Carol Phillips, OAA, MAIBC, AAA, NSAA, FRAIC, LEED AP is a partner at Toronto-based Moriyama & Teshima Architects, and the design leader for many of the firm’s most innovative and valued projects. Carol is a graduate of the University of Waterloo and regularly lectures, teaches, and serves as critic at various Schools of Architecture, including leading graduate studios at Ryerson University and at the Daniels School of Architecture, Landscape, and Design. Carol sits on the design review panel for projects in the City of Markham and with the Toronto Community Housing Corporation, and is on the advisory committee of Building Equity in Architecture’s Toronto chapter.

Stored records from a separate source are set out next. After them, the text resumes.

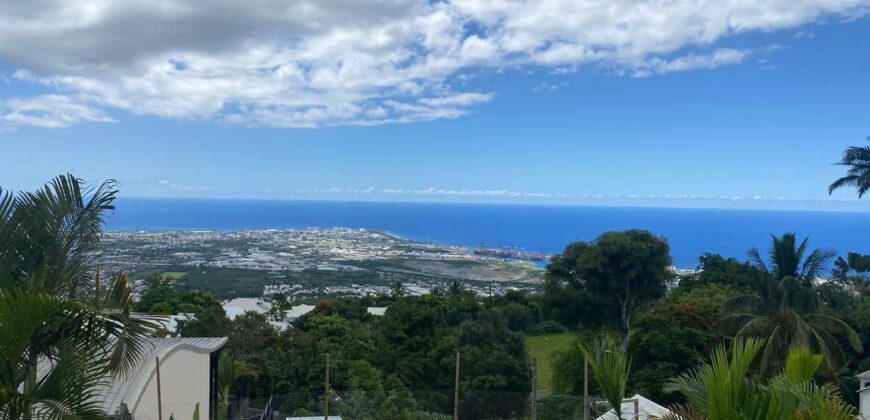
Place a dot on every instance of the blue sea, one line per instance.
(546, 228)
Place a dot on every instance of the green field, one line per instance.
(540, 347)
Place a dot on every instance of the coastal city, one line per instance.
(315, 262)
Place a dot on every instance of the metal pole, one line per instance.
(534, 389)
(326, 390)
(585, 389)
(456, 390)
(159, 398)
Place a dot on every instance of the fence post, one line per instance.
(456, 390)
(585, 389)
(159, 397)
(326, 389)
(534, 389)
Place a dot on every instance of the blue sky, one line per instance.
(752, 118)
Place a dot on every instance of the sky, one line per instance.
(690, 103)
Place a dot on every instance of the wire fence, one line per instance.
(415, 405)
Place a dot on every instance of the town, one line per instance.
(314, 262)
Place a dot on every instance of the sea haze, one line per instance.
(546, 228)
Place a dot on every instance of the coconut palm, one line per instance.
(610, 368)
(720, 389)
(53, 309)
(784, 311)
(858, 174)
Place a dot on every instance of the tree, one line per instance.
(53, 306)
(788, 259)
(212, 322)
(610, 367)
(627, 270)
(785, 311)
(858, 174)
(720, 389)
(852, 273)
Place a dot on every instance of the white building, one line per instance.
(188, 368)
(239, 306)
(637, 407)
(863, 395)
(296, 312)
(376, 310)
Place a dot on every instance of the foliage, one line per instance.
(617, 274)
(212, 322)
(857, 159)
(610, 367)
(715, 269)
(720, 389)
(160, 297)
(53, 307)
(786, 310)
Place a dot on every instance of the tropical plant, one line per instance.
(785, 310)
(610, 368)
(720, 389)
(53, 310)
(851, 273)
(858, 174)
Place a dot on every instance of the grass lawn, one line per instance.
(540, 347)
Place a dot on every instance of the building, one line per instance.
(296, 312)
(376, 310)
(863, 395)
(188, 373)
(638, 407)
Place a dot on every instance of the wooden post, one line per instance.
(456, 390)
(534, 389)
(326, 389)
(585, 389)
(159, 397)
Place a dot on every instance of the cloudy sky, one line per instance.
(663, 102)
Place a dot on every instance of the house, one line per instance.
(637, 407)
(239, 306)
(376, 310)
(297, 312)
(188, 374)
(863, 395)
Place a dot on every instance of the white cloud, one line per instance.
(182, 187)
(50, 111)
(311, 63)
(719, 57)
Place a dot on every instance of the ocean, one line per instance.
(546, 228)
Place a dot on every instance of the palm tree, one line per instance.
(720, 389)
(54, 310)
(610, 368)
(784, 310)
(858, 175)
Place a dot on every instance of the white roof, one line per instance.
(314, 418)
(647, 409)
(377, 310)
(129, 389)
(239, 306)
(297, 311)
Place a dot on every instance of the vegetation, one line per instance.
(620, 273)
(785, 312)
(794, 340)
(53, 307)
(543, 348)
(720, 389)
(857, 159)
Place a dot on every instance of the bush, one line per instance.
(547, 327)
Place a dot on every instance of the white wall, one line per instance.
(184, 381)
(864, 402)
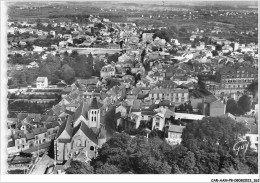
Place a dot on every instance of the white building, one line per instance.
(174, 134)
(42, 82)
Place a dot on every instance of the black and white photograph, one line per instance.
(130, 88)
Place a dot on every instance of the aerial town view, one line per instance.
(132, 87)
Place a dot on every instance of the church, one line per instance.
(82, 131)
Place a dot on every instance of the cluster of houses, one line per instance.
(146, 87)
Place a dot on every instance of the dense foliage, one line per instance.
(240, 107)
(207, 148)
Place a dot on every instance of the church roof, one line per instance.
(95, 104)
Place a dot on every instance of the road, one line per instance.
(95, 50)
(42, 165)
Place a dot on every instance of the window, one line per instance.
(91, 148)
(78, 142)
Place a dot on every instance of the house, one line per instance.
(147, 37)
(174, 134)
(42, 82)
(175, 95)
(108, 71)
(40, 135)
(82, 130)
(217, 108)
(237, 79)
(19, 140)
(52, 129)
(252, 136)
(160, 119)
(38, 49)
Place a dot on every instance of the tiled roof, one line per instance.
(210, 99)
(65, 126)
(95, 104)
(41, 79)
(253, 129)
(11, 144)
(37, 131)
(81, 110)
(89, 133)
(19, 134)
(21, 116)
(169, 91)
(176, 128)
(29, 136)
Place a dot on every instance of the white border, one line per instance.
(86, 178)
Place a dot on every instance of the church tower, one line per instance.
(94, 113)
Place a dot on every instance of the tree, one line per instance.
(163, 34)
(114, 152)
(248, 58)
(218, 47)
(135, 155)
(74, 53)
(108, 169)
(67, 73)
(214, 53)
(78, 167)
(253, 88)
(231, 106)
(212, 140)
(245, 103)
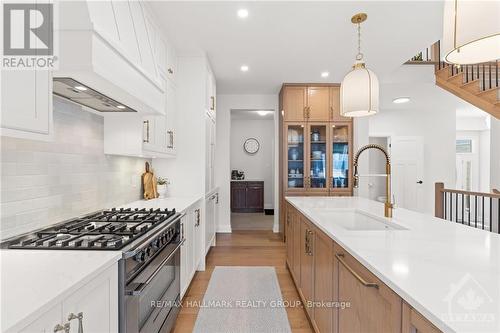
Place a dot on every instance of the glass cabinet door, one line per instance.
(340, 150)
(295, 157)
(317, 168)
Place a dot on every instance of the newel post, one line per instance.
(439, 200)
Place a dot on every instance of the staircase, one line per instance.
(477, 84)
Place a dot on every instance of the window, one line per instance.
(464, 146)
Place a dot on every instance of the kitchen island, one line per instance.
(411, 271)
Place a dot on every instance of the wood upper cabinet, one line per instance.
(324, 316)
(318, 103)
(414, 322)
(307, 262)
(294, 101)
(373, 306)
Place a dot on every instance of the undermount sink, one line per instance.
(354, 220)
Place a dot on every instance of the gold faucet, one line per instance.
(388, 205)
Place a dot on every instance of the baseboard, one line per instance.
(226, 229)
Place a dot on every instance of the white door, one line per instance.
(407, 160)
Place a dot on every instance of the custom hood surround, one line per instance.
(106, 58)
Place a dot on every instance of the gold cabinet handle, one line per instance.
(146, 123)
(340, 258)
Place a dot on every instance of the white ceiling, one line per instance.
(296, 41)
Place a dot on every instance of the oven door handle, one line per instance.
(141, 286)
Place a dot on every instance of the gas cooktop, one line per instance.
(105, 230)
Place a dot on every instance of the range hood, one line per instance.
(92, 57)
(81, 94)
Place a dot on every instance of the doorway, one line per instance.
(252, 162)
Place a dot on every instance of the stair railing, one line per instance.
(475, 209)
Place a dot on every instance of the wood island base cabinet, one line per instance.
(340, 295)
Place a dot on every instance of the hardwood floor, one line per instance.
(244, 248)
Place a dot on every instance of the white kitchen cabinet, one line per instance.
(26, 104)
(171, 61)
(46, 322)
(144, 41)
(211, 207)
(96, 301)
(171, 110)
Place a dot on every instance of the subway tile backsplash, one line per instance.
(47, 182)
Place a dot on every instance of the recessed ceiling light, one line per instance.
(401, 100)
(242, 13)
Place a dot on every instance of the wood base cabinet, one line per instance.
(339, 293)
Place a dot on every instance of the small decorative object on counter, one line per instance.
(149, 184)
(162, 187)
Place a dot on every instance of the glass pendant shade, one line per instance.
(359, 93)
(471, 31)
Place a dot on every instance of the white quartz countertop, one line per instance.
(179, 203)
(448, 272)
(34, 280)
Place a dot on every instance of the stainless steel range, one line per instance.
(149, 271)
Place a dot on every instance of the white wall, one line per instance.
(222, 156)
(48, 182)
(495, 154)
(437, 127)
(259, 166)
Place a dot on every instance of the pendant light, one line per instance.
(359, 88)
(471, 31)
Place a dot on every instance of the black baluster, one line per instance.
(482, 214)
(475, 211)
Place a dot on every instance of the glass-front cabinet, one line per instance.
(317, 152)
(340, 157)
(295, 157)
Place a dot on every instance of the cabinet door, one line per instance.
(171, 122)
(323, 281)
(238, 196)
(373, 306)
(26, 101)
(317, 157)
(46, 322)
(255, 196)
(295, 154)
(306, 262)
(298, 237)
(97, 301)
(340, 142)
(171, 61)
(143, 39)
(294, 103)
(335, 105)
(318, 103)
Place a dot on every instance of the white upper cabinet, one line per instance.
(127, 38)
(143, 38)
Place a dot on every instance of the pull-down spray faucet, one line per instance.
(388, 205)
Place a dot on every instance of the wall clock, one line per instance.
(251, 145)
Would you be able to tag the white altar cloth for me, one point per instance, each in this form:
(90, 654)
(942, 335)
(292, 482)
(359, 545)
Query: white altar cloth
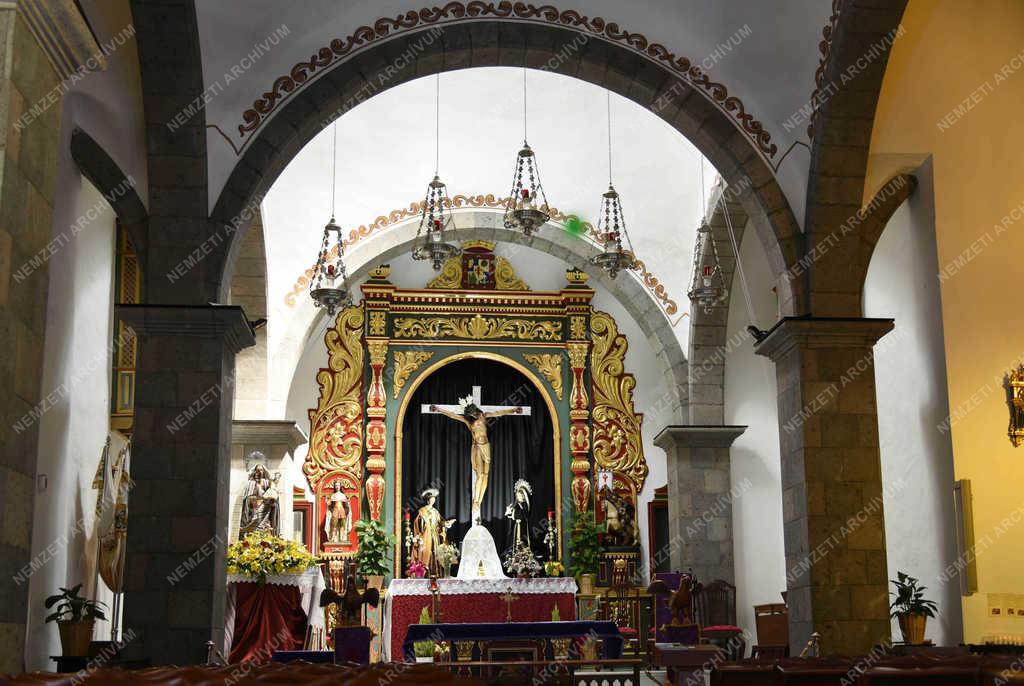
(478, 546)
(310, 585)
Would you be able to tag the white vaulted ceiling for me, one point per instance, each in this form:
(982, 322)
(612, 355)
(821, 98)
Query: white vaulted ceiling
(386, 158)
(764, 52)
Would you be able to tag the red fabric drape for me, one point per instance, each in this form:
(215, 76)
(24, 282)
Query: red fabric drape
(266, 618)
(476, 607)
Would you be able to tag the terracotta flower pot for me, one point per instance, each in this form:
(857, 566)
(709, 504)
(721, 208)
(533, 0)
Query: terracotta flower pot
(586, 583)
(75, 637)
(912, 627)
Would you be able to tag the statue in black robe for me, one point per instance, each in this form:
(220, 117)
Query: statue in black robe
(518, 515)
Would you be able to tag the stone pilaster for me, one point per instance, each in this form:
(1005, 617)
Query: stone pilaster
(832, 480)
(700, 500)
(29, 151)
(275, 439)
(178, 507)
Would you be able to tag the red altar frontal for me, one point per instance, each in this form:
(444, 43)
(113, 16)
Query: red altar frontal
(473, 600)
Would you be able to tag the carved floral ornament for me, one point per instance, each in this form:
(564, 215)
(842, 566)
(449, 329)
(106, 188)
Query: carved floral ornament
(339, 49)
(488, 201)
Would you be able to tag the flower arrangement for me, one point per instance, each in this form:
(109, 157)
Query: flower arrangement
(375, 548)
(260, 555)
(448, 555)
(521, 562)
(585, 547)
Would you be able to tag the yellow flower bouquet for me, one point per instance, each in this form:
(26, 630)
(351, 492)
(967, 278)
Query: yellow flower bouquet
(260, 555)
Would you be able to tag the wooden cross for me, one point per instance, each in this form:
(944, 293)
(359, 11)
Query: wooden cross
(425, 409)
(509, 599)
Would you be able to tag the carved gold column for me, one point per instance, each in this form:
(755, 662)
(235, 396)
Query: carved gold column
(376, 432)
(580, 426)
(377, 299)
(578, 298)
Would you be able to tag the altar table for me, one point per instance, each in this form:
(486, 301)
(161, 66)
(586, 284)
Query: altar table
(472, 601)
(611, 640)
(263, 617)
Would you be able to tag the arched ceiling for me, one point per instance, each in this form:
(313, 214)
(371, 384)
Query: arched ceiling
(386, 158)
(764, 53)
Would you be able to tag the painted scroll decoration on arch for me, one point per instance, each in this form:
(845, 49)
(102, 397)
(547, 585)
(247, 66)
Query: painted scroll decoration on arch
(616, 440)
(336, 424)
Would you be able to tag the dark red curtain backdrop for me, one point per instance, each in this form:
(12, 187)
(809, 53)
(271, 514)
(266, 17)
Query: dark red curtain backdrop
(476, 607)
(266, 618)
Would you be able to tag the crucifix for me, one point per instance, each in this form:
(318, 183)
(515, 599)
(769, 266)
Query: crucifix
(509, 599)
(475, 416)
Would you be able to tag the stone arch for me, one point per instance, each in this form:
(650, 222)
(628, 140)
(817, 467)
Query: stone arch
(117, 187)
(487, 42)
(487, 225)
(837, 233)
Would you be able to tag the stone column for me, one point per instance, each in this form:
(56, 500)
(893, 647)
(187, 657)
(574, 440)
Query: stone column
(275, 439)
(832, 480)
(178, 507)
(700, 500)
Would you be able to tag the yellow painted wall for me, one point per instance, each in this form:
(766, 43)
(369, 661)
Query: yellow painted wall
(970, 55)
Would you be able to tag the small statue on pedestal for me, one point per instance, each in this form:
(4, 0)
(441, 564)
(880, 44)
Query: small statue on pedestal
(259, 503)
(429, 533)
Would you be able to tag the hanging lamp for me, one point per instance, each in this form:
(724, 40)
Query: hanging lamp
(611, 223)
(329, 285)
(435, 218)
(708, 288)
(527, 208)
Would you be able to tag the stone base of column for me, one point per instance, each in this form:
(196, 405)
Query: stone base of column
(700, 497)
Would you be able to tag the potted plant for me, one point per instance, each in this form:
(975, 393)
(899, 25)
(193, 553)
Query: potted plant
(585, 550)
(75, 616)
(375, 551)
(448, 555)
(521, 562)
(910, 607)
(424, 651)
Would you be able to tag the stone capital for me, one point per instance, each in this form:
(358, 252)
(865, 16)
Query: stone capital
(225, 322)
(697, 436)
(823, 332)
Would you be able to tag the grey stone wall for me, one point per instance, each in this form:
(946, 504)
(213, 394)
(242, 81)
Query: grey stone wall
(27, 190)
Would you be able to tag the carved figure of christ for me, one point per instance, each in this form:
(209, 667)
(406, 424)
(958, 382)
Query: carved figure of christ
(475, 417)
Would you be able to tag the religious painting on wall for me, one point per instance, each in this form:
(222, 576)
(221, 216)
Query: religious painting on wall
(478, 268)
(338, 510)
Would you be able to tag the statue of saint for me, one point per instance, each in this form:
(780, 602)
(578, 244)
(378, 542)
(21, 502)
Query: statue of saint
(429, 532)
(338, 522)
(479, 456)
(259, 503)
(518, 515)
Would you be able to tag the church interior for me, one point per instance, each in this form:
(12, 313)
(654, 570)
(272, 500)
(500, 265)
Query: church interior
(659, 342)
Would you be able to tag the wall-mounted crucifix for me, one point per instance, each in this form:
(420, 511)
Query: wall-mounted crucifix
(475, 416)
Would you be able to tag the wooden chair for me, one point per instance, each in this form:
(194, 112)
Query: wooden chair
(715, 610)
(772, 623)
(622, 604)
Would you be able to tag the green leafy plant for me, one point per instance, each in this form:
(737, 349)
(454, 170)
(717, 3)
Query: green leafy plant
(423, 648)
(909, 598)
(376, 545)
(73, 607)
(585, 547)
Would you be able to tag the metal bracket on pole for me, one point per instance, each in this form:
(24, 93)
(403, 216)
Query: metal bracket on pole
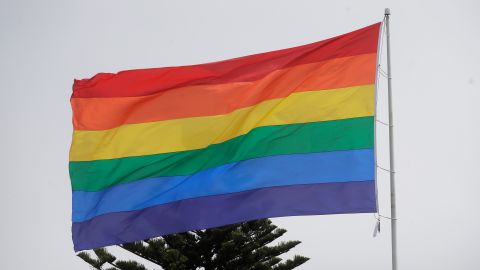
(393, 207)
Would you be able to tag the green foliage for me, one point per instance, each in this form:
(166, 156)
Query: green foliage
(246, 245)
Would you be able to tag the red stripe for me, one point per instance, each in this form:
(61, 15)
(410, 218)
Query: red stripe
(143, 82)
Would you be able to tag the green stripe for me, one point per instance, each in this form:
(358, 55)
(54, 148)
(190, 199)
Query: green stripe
(346, 134)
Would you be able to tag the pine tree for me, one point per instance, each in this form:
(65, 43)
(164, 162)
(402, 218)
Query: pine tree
(241, 246)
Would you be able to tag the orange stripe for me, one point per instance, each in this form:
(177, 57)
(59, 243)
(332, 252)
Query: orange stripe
(207, 100)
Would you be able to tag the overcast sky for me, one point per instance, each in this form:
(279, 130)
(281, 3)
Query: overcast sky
(44, 45)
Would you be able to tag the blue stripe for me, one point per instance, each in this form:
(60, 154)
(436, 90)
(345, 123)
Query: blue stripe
(213, 211)
(282, 170)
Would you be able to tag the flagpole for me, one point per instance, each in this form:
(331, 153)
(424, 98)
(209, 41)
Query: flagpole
(393, 206)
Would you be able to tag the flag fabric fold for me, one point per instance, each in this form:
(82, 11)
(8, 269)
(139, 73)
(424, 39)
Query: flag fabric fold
(283, 133)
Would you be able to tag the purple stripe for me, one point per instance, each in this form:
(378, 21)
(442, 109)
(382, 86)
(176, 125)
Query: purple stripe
(218, 210)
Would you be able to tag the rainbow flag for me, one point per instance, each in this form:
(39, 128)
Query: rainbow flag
(283, 133)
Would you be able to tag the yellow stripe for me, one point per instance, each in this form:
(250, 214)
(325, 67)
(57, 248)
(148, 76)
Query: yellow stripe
(199, 132)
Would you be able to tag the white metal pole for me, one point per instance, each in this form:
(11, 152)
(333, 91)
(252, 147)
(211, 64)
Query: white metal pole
(393, 206)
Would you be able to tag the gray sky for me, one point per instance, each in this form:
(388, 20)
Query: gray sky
(44, 45)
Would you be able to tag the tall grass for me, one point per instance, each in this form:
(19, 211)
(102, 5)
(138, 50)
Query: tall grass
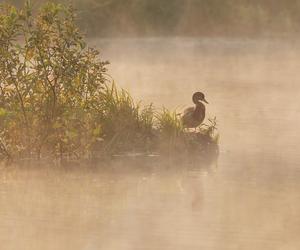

Carol’s drive to connect communities to nature through sustainable innovation is matched by her focus to connect people to each other through beautiful, welcoming spaces. She strongly believes that there is an intersection between our respect for the planet and our respect for each other. Her designs for such projects as the U of T Multifaith Centre and the Government of Canada Welcome Centre on Parliament Hill exemplify her commitment to excellence in inclusive design, and have been recognized with national and international design awards. She is committed to finding sustainable solutions in design towards our collective low-carbon future, and is currently leading several of the firm’s mass timber designs. To achieve excellence, she is focused on a collaborative approach to design, beginning with an understanding of community and context. At various scales, her award-winning designs are grounded in ideas specific to place, executed with strong material presence and craft.
Alfred Waugh, Architect AIBC, OAA, MRAIC, LEED AP is principal and founder of Vancouver-based Formline. He is the designer of the Indian Residential School History and Dialogue Centre at the University of British Columbia in Vancouver. He has also been selected to design Saskatoon’s Central Library with Chevalier Morales and Architecture49 and the University of Toronto’s Indigenous House with LGA Architectural Partners.
Waugh is part of the Fond Du Lac Denesuline First Nation in Northern Saskatchewan. Waugh has built his reputation on consulting with Indigenous communities to understand their needs and wisdom, and translating this knowledge into an inherently sustainable design that is respectful of its place, use of materials and local culture.
Waugh’s work was featured in the 2018 Venice Biennale exhibition Unceded, and he was named in Maclean’s 2021 Power List of 50 Canadians who are leading the country through a period of transformative change.
For the Photo Awards of Excellence, the three core jurors will be joined by James Brittain.
James Brittain is an award-winning photographer working from studios in Montreal, Canada and London, UK. He studied the history of art and English at the University of Leeds in the UK, before going on to study photography at the London College of Printing.
Brittain has 20 years of commissioned experience in the field of architecture, and his pictures are widely published in books and magazines around the world. He uses his commissioned work to support his own photographic practice exploring ideas around the human experience of the built environment. He’s been the principal photographer on a number of recent books about architecture, including a coffee table monograph about the work of Canada’s MacKay-Lyons Sweetapple Architects (Thames and Hudson), and a new volume on the art and architecture of the UK’s Kensington Palace (Yale University Press). Brittain’s work has been exhibited at the Architectural Association Gallery in London, UK, and at the Contact Photography Festival in Toronto, Canada.
For 54 years, the Canadian Architect Awards of Excellence have recognized design excellence in future projects. This is also the 4th year of our Photo Awards of Excellence, marking the best recent photographs of Canadian buildings. This year’s deadline for submissions to both programs is Thursday, September 16, 2021.